Sri Lanka President vows to finish term, Won’t run for re-election

President Gotabaya Rajapaksa vowed to finish the remaining two years in his term despite monthslong street protests calling for his ouster, but won’t stand for re-election as he focuses on fixing a financial mess that tipped Sri Lanka into its worst-ever economic crisis, Hindustan Times reported.

“I can’t go as a failed president,” Rajapaksa said Monday in a wide-ranging interview at his official residence in Colombo, his first with a foreign media organization since the crisis unfolded. “I have been given a mandate for five years. I will not contest again.”

The defiance comes in the face of slogans of “Gota Go Home,” with protesters blaming Rajapaksa and his family for decisions that led to severe shortages of everything from fuel to medicine, stoking inflation to 40% and forcing a historic debt default. Thousands of demonstrators have camped outside the president’s seaside office since mid-March, forcing him to retreat to his barricaded official residence about a kilometer away.

The economic tailspin spiraled into political turmoil with the resignation of the president’s old brother -- Mahinda Rajapaksa -- as the nation’s prime minister, after clashes between government supporters and the protesters turned bloody in May.

Gotabaya Rajapaksa and his new Prime Minister Ranil Wickremesinghe are now seeking about $4 billion in aid this year from the International Monetary Fund and countries including India and China. Sri Lanka’s rupee has lost about 82% over the past year and the central bank on Monday flagged the possibility of a further correction. While the nation’s debt trades deep in distressed territory, bonds were quoted slightly higher on Monday, according to data compiled by Bloomberg, according to Hindustan Times.
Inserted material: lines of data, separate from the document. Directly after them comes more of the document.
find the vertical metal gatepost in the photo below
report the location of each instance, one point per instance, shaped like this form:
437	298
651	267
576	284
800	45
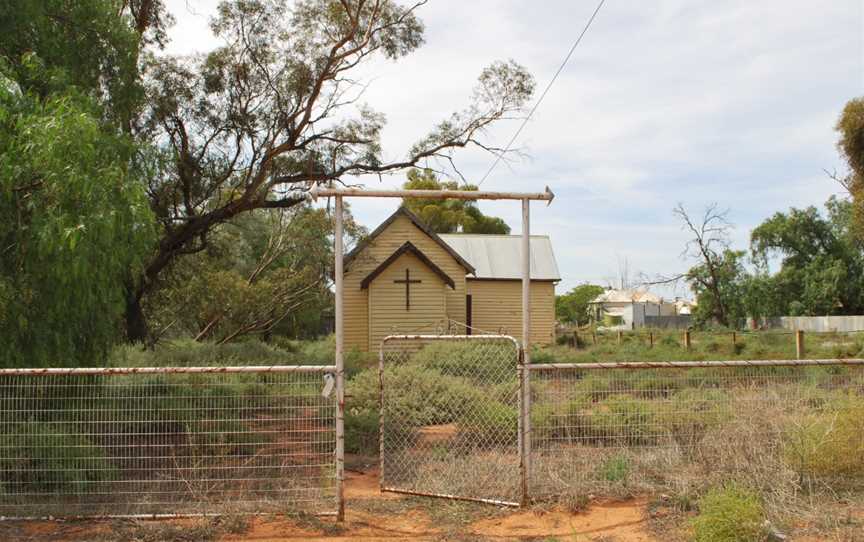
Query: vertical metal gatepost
340	365
525	358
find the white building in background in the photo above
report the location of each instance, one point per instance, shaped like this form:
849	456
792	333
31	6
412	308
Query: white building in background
627	309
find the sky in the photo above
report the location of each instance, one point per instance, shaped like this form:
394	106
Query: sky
663	102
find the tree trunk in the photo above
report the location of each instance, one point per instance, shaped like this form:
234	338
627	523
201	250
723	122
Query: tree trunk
137	330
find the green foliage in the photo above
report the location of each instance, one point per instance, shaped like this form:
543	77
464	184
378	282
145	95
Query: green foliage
622	419
470	360
615	468
427	397
76	223
730	276
448	216
100	61
266	275
850	126
829	444
43	457
361	432
572	307
692	412
730	514
822	267
489	423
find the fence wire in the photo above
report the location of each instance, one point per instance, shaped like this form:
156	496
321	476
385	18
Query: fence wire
607	429
168	441
457	437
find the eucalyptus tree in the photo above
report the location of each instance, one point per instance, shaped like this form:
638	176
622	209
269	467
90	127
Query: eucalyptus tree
449	216
276	109
850	127
72	225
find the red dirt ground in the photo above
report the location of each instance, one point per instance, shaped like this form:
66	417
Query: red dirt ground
622	521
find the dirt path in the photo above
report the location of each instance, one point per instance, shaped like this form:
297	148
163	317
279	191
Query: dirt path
622	521
373	516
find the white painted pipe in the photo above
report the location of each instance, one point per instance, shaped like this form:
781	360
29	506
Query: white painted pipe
525	383
340	362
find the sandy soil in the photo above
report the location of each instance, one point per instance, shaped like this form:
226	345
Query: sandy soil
622	521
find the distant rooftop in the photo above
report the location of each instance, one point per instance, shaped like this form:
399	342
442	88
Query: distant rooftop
500	256
628	296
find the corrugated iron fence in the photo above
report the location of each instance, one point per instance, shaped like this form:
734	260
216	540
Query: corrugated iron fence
167	441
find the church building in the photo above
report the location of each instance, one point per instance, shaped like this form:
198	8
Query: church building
406	279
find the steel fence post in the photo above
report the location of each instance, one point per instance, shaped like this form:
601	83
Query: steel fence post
525	358
340	363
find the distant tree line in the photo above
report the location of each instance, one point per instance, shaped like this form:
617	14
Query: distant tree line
145	194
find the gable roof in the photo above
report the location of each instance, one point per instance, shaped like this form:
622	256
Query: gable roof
407	247
499	257
402	211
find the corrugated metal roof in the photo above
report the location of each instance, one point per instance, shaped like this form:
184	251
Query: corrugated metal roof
628	296
500	256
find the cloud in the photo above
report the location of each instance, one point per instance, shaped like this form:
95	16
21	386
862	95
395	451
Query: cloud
667	101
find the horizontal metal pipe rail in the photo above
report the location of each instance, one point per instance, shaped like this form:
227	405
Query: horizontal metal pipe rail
54	371
319	192
692	364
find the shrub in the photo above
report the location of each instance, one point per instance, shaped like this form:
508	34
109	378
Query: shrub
491	423
670	340
828	444
481	362
361	432
41	456
730	514
623	419
615	468
418	395
691	412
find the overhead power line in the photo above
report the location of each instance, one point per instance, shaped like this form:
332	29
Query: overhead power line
546	91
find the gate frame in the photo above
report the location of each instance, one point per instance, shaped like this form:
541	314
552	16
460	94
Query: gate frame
338	273
523	427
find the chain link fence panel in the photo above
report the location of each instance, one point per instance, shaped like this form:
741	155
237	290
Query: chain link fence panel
620	429
450	417
131	442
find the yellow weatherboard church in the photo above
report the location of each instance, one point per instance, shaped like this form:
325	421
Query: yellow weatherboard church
404	278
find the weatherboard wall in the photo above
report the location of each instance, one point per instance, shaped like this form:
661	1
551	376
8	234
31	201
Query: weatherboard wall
496	307
356	300
387	310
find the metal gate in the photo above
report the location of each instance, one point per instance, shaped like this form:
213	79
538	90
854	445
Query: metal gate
450	417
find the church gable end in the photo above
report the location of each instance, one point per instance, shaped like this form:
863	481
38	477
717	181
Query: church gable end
400	228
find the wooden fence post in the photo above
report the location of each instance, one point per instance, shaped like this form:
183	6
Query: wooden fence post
799	344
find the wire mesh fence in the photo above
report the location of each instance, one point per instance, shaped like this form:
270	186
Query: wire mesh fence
651	427
118	442
460	438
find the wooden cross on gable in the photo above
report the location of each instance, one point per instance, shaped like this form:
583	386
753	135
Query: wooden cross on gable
407	282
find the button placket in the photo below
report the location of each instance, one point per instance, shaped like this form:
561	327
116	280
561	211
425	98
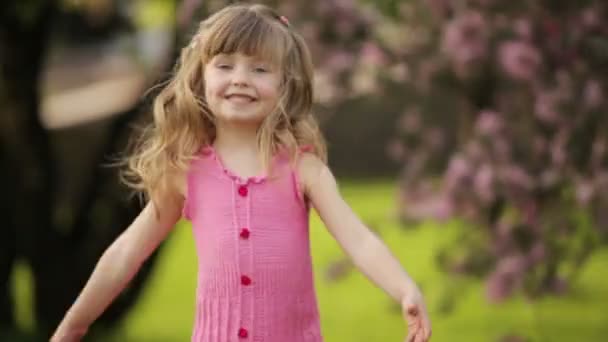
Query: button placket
246	281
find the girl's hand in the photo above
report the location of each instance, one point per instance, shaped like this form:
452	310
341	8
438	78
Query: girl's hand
414	311
70	336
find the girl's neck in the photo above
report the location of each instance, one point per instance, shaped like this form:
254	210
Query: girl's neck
235	137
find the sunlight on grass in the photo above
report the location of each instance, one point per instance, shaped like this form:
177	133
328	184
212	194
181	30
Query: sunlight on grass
354	310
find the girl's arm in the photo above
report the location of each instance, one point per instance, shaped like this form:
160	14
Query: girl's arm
117	266
364	247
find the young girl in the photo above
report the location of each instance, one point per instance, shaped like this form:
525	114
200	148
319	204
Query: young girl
234	148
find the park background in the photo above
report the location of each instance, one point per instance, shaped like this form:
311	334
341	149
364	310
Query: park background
471	135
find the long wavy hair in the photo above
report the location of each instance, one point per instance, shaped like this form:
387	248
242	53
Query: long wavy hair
183	122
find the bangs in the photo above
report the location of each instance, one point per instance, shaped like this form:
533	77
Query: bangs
248	33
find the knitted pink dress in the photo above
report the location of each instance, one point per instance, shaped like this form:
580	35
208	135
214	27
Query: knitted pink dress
255	279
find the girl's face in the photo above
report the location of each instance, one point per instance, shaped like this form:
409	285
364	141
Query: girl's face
241	88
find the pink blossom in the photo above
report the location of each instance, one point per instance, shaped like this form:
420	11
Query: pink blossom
372	54
434	137
483	183
339	61
464	39
440	8
519	60
517	176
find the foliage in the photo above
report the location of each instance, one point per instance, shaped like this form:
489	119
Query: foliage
508	131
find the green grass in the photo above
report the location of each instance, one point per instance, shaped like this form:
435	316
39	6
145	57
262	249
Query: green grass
354	310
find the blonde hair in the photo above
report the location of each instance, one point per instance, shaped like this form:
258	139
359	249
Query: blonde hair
183	123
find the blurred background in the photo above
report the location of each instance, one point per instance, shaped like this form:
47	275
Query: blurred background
471	135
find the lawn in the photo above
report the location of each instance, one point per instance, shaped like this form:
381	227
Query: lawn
354	310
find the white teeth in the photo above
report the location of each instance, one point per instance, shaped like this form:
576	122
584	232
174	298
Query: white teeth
240	98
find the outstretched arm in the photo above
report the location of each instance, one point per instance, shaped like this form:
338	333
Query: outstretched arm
364	247
116	267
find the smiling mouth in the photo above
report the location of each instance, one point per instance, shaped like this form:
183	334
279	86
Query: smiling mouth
240	98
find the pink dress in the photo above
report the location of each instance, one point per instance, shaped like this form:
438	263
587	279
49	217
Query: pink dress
255	279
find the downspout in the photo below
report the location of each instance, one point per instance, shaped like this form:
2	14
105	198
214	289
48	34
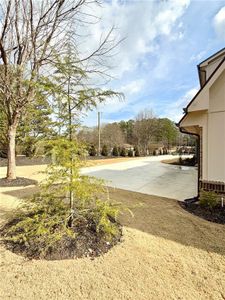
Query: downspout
196	198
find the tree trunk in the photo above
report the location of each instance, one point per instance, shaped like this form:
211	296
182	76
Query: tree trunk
11	166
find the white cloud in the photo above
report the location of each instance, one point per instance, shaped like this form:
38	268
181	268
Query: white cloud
133	87
199	56
140	23
219	23
174	110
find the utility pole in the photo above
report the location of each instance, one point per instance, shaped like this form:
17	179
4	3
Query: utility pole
99	134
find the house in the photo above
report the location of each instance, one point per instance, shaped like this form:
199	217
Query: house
205	118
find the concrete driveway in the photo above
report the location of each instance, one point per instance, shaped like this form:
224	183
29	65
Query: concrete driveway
149	175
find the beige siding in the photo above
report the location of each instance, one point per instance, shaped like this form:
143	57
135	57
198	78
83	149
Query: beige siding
216	146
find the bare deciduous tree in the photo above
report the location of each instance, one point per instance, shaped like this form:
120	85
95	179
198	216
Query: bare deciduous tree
32	34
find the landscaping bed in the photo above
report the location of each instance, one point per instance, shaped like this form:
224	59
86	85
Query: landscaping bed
216	214
86	242
19	181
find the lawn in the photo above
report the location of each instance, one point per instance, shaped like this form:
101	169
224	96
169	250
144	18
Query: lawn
166	253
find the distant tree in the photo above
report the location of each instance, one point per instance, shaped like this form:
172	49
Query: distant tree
112	134
167	132
145	129
104	151
128	130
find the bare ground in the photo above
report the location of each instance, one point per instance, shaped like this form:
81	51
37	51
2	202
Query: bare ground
166	253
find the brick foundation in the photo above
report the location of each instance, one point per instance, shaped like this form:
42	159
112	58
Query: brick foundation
215	186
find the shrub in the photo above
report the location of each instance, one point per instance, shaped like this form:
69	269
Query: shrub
69	216
209	199
104	150
92	151
137	153
115	151
123	152
130	153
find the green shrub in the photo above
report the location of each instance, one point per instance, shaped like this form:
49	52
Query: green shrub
209	199
104	150
68	211
136	150
123	152
92	151
115	151
130	153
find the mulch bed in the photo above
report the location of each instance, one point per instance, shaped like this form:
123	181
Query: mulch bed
19	181
216	215
26	161
88	243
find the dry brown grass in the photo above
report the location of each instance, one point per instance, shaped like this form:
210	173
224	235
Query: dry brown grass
167	253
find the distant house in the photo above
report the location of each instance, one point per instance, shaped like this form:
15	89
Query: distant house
205	118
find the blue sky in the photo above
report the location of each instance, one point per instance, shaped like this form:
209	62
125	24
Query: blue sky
155	66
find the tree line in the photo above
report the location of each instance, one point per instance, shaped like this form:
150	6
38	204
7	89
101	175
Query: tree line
145	134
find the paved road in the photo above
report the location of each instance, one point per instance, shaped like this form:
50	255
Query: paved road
148	175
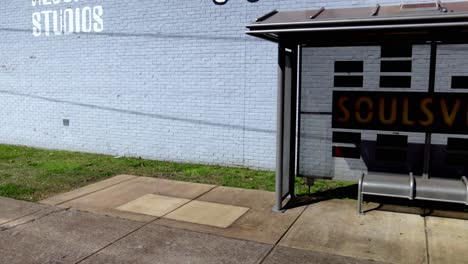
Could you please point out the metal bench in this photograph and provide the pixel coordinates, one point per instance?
(410, 187)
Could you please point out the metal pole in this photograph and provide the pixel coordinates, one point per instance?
(279, 130)
(428, 141)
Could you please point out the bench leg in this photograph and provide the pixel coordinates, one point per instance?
(360, 195)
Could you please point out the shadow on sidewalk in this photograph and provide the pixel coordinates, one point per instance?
(399, 205)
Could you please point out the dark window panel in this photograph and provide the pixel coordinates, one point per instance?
(396, 66)
(397, 51)
(347, 137)
(457, 144)
(395, 81)
(460, 82)
(347, 152)
(349, 66)
(349, 81)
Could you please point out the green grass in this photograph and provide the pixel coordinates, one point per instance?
(33, 174)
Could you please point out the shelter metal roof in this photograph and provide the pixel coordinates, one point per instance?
(410, 21)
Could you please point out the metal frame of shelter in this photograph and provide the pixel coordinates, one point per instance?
(377, 25)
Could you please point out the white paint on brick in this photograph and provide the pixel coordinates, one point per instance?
(172, 80)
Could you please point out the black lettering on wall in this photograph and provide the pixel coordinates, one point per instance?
(396, 66)
(346, 145)
(349, 66)
(460, 82)
(397, 51)
(349, 81)
(395, 81)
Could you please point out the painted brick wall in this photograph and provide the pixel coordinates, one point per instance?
(174, 80)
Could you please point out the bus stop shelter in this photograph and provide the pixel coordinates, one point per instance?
(430, 24)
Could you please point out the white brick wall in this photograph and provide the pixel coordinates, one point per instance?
(318, 74)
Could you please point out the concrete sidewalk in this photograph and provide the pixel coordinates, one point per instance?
(130, 219)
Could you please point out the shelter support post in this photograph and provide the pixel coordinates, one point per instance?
(286, 123)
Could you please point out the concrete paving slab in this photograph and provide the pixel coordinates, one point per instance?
(155, 205)
(12, 209)
(205, 213)
(63, 237)
(334, 227)
(284, 255)
(65, 197)
(30, 218)
(157, 245)
(258, 224)
(105, 201)
(447, 240)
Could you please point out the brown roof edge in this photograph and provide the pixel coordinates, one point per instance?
(369, 15)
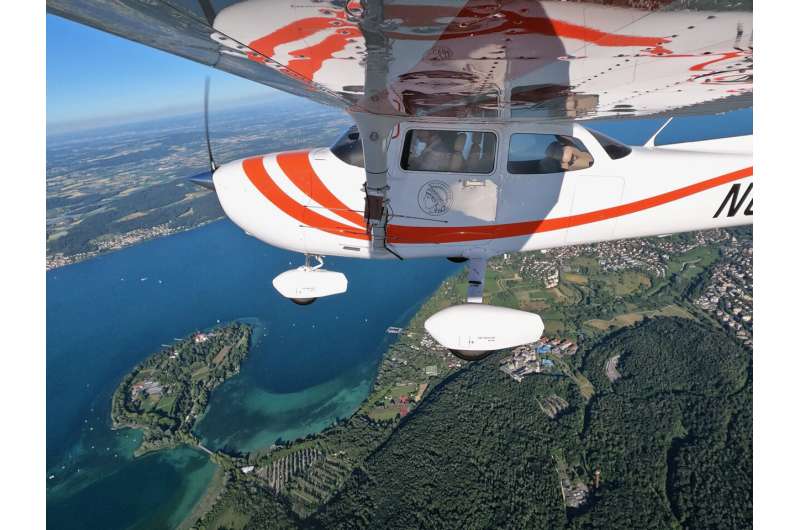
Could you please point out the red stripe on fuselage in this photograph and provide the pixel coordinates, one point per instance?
(297, 167)
(257, 173)
(400, 234)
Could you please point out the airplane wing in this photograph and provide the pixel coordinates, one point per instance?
(488, 59)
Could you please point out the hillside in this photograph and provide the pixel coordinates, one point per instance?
(672, 440)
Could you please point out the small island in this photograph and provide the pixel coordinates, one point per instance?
(165, 394)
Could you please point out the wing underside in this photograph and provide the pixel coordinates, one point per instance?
(472, 59)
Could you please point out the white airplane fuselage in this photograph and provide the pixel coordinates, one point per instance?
(312, 202)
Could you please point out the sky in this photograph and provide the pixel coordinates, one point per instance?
(94, 78)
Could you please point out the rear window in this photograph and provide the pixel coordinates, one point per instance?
(536, 154)
(449, 151)
(613, 148)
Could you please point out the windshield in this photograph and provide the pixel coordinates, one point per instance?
(348, 148)
(449, 151)
(614, 148)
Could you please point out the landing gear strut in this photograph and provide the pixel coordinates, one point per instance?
(474, 330)
(309, 282)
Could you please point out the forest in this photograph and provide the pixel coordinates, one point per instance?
(671, 439)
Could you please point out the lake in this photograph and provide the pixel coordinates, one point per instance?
(308, 366)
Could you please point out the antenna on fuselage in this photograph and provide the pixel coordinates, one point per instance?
(652, 141)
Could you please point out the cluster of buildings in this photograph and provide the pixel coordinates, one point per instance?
(649, 255)
(537, 269)
(729, 293)
(146, 388)
(527, 359)
(112, 242)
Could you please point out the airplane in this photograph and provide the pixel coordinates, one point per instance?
(472, 133)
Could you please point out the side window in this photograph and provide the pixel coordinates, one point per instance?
(532, 154)
(615, 149)
(451, 151)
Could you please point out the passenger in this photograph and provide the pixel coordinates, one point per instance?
(457, 162)
(437, 153)
(566, 156)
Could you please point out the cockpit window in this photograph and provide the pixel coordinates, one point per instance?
(536, 154)
(615, 149)
(450, 151)
(348, 148)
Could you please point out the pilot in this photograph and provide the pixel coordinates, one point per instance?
(437, 153)
(567, 155)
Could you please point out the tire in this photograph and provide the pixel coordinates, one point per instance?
(470, 356)
(303, 301)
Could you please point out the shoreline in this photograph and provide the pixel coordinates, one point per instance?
(57, 261)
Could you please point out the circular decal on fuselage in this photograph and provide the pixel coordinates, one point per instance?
(435, 198)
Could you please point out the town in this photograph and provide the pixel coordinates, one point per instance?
(529, 358)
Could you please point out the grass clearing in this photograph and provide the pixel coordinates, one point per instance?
(573, 277)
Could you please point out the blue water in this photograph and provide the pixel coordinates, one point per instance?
(310, 365)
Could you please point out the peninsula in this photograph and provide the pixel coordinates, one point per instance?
(165, 394)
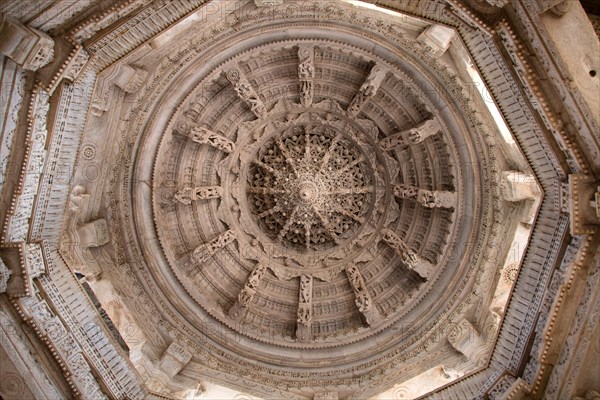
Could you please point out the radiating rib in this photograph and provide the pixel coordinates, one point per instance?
(329, 152)
(286, 154)
(327, 226)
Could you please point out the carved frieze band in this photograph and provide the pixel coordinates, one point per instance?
(187, 195)
(427, 198)
(205, 251)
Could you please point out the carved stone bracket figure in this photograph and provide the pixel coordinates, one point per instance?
(24, 262)
(438, 38)
(122, 76)
(467, 340)
(28, 47)
(368, 89)
(187, 195)
(304, 327)
(413, 135)
(206, 251)
(427, 198)
(306, 73)
(363, 300)
(205, 136)
(81, 236)
(584, 204)
(246, 92)
(408, 256)
(240, 307)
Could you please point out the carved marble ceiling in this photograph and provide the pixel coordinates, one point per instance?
(305, 185)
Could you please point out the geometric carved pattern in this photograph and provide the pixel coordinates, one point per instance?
(310, 187)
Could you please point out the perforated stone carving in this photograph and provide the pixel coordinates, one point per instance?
(310, 188)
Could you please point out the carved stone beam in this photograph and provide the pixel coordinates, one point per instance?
(28, 47)
(240, 307)
(584, 204)
(205, 136)
(427, 198)
(518, 186)
(123, 76)
(267, 3)
(174, 359)
(408, 256)
(306, 73)
(206, 251)
(368, 89)
(465, 338)
(326, 396)
(557, 7)
(187, 195)
(413, 135)
(246, 92)
(304, 321)
(362, 298)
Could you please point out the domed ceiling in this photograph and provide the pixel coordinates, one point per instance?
(306, 198)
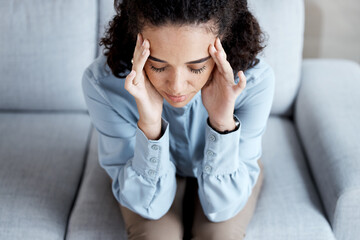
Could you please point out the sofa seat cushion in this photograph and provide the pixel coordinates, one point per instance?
(96, 213)
(42, 160)
(289, 206)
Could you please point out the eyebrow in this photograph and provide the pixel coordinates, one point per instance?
(191, 62)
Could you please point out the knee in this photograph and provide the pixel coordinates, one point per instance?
(156, 230)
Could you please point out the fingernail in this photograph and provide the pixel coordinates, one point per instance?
(213, 48)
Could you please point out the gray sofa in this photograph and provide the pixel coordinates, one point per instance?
(51, 184)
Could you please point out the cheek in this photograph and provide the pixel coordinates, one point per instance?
(154, 77)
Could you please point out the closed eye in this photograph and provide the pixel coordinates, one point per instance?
(196, 71)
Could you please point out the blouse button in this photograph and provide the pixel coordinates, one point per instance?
(210, 153)
(207, 169)
(153, 160)
(155, 147)
(212, 138)
(151, 172)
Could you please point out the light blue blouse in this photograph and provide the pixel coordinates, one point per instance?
(143, 171)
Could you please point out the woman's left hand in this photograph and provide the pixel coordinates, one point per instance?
(220, 92)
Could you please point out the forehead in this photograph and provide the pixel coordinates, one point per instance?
(179, 44)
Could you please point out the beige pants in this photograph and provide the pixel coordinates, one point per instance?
(171, 225)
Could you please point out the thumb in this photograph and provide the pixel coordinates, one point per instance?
(242, 81)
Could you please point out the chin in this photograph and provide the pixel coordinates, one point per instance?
(177, 104)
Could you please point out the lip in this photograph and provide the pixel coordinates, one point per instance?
(177, 98)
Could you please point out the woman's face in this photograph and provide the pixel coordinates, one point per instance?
(179, 64)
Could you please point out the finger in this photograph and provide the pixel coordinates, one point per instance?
(129, 80)
(224, 66)
(219, 46)
(242, 81)
(212, 52)
(141, 54)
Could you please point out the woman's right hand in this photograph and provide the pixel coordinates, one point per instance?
(148, 100)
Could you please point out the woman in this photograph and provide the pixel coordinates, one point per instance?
(180, 100)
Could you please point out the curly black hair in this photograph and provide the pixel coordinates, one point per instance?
(237, 28)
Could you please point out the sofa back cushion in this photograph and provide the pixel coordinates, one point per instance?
(283, 23)
(45, 47)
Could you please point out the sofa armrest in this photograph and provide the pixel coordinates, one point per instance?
(327, 118)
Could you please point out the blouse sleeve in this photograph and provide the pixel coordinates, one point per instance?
(229, 169)
(142, 173)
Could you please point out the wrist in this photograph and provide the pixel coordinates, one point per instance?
(223, 125)
(151, 130)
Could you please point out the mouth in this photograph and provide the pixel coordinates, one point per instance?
(176, 98)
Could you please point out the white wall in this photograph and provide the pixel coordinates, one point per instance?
(332, 29)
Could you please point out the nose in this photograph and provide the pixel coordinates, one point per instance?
(177, 83)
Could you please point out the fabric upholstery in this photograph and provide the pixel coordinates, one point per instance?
(106, 12)
(45, 47)
(289, 206)
(288, 199)
(283, 23)
(327, 117)
(96, 213)
(42, 158)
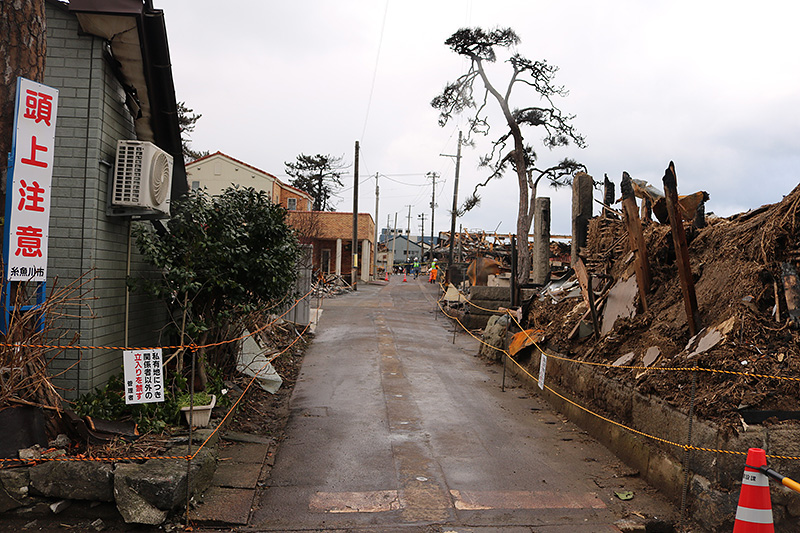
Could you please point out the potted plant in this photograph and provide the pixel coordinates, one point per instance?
(200, 407)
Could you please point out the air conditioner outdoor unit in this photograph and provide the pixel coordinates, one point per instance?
(142, 176)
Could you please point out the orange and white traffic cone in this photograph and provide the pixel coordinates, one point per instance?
(754, 514)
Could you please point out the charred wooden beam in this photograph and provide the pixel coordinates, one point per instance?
(681, 249)
(630, 216)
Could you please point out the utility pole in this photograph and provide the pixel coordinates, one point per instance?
(432, 176)
(421, 216)
(388, 230)
(455, 203)
(354, 257)
(375, 254)
(408, 230)
(394, 241)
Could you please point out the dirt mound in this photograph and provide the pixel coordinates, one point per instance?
(736, 264)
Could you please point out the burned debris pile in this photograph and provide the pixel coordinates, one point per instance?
(743, 271)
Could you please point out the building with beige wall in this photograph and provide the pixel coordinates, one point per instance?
(331, 236)
(216, 172)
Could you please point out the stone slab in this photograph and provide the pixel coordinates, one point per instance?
(243, 453)
(236, 475)
(222, 505)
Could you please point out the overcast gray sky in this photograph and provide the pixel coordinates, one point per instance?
(713, 86)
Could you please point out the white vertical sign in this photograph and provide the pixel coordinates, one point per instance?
(144, 379)
(542, 369)
(28, 212)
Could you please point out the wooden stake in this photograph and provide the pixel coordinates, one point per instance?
(585, 280)
(630, 216)
(681, 249)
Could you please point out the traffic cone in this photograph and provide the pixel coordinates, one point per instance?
(754, 514)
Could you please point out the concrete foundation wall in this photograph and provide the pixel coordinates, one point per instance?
(715, 477)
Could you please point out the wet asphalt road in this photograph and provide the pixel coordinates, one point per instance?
(395, 428)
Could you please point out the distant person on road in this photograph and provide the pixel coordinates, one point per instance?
(434, 271)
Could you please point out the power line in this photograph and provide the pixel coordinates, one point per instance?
(375, 70)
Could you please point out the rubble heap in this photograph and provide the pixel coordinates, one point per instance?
(742, 270)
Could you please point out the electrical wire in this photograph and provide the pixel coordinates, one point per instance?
(375, 70)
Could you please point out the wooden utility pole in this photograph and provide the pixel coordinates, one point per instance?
(421, 216)
(375, 254)
(681, 249)
(433, 176)
(630, 216)
(455, 207)
(354, 255)
(408, 231)
(394, 241)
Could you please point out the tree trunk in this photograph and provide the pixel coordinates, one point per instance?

“This is unlikely to placate protesters who are calling for his immediate resignation,” said Patrick Curran, an economist at Tellimer. “With presidential elections more than two years away, Rajapaksa’s decision to see his term through will contribute to heightened political uncertainty over the next couple years and could hamper reform efforts.” 

The president said he wanted to replicate his previous successful stints serving the nation. Gotabaya Rajapaksa oversaw the urban development authority and was Sri Lanka’s defense secretary under then-President Mahinda Rajapaksa, when they crushed a 30-year civil war in 2009, Hindustan Times reported.